October 12, 2016
Dens invaginatus is considered as a dental anomaly, due to the developmental malformation of teeth. Synonyms of this condition include dilated gestant odontome, dens in dente, dilated composite odontome and invaginated odontome.
A broad spectrum of morphological variations is attributed to it. Typical signs of dens invaginatus deep include the infolding of enamel and dentine from the foramen caecum or even the tip of the tooth cusps. In some cases, the infolding may extend to the roots. This condition most affects the maxillary lateral incisors though other dentition may also be prone.
The discovery of dens invaginatus was recorded by ‘Ploquet’ in 1794 in whale’s tooth. A documentation was found stating that an appearance of “a tooth within a tooth” by Salter in 1855. This occurrence was also described by a dentist named Socrates in 1856. Busch in 1897 called it ‘dens in dente’which implies the radiographic appearance of a tooth inside a tooth.
There are a couple of theories of aetiology of dens invaginatus. Popularly known is the growth strain of dental arch resulting in buckling of enamel organ. Rushton proposed that the invagination is an end result of a speedy and aggressive proliferation of a part of inner enamel epithelium invading the dental papilla. Previously, Kronfeld suggested that it results from a focal failure of increase of internal enamel epithelium. Oehlers considered that distortion of the enamel organ during teeth improvement and subsequent protrusion of part of the tooth organ will lead to the formation of a teeth-coated channel finishing at the cingulum or every so often at the incisal tip.
Due to the infolding of dental enamel, the thin layer that remains can easily be chipped off, causing irritants to be introduced to the tooth canal. Other reported sequelae of undiagnosed and untreated coronal invaginations are abscess formation, retention of neighboring teeth, displacement of teeth and cysts. Internal resorption and facial cellulitis are also symptoms that are recently diagnosed in research.
As detection of this dental condition might be rather tricky. Dentists would sometimes use methylene blue dye to observe abnormalities in the dental fissures indicating the infolding of dental enamel. Clinical identification of the invagination entrance can be difficult as entrances can be unremarkable and be similar to natural fissures.
Once the anomaly has been identified, it is crucial for constant monitoring to prevent pulp necrosis or undesired outcome from happening to that tooth. Gustafson and Sundberg discussed trauma as a causative component. Hence, the patient should be notified and reminded to take such precaution.
Whenever an invagination has been identified, base-line vitality test readings ought to be taken to get current pulpal status. In cases where pathological ailment is still absent, the instigation of suitable prophylactic measures can be carried out. Over the years, there has been an extended form of techniques endorsed for preventive treatment.
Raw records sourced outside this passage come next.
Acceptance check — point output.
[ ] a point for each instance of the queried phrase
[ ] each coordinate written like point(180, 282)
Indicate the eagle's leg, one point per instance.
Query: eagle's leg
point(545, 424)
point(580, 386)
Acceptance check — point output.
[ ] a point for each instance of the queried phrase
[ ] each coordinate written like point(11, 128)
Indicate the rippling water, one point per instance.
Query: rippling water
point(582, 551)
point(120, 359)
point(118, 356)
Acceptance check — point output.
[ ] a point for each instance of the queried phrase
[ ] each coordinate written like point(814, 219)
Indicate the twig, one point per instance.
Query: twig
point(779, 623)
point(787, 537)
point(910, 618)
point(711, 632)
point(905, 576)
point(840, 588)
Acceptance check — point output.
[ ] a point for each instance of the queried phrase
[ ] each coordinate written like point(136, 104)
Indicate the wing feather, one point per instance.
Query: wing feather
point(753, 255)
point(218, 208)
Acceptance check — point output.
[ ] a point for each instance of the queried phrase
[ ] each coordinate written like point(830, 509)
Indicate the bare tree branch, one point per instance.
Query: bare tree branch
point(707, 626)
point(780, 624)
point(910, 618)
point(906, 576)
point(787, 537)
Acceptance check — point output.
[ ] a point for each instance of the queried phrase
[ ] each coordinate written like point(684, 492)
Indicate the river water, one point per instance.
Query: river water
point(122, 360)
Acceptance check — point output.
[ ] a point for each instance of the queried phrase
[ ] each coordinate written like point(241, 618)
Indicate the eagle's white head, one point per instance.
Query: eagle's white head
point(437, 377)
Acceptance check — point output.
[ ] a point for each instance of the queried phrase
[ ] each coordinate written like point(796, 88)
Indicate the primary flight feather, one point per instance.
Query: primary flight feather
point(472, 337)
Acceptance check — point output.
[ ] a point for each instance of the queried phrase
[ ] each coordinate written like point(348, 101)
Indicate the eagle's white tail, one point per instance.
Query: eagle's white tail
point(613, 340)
The procedure scope for patients having dens invaginatus are
1) Prophylactic or preventive sealing of the invagination
2) Intentional replantation
3) Endodontic apical surgery
4) Root canal treatment
Root canal treatment might turn out into a complicated procedure due to the complexity of tooth anatomy for that particular dentition. As the morphology of these teeth is complex. Though if the patient is motivated to keep the tooth functional and problem free, an endodontist can be consulted to manage the treatment.
Surgical treatment can also be considered in cases of endodontic failure and in teeth which cannot be non-surgically treated due to anatomical problems or inability to gain access to all parts of the root canal system. If root canal treatment is not possible then, extraction is recommended, and prosthetic replacement is done. Extraction is advocated when abnormal crown morphology presents aesthetic or functional problems.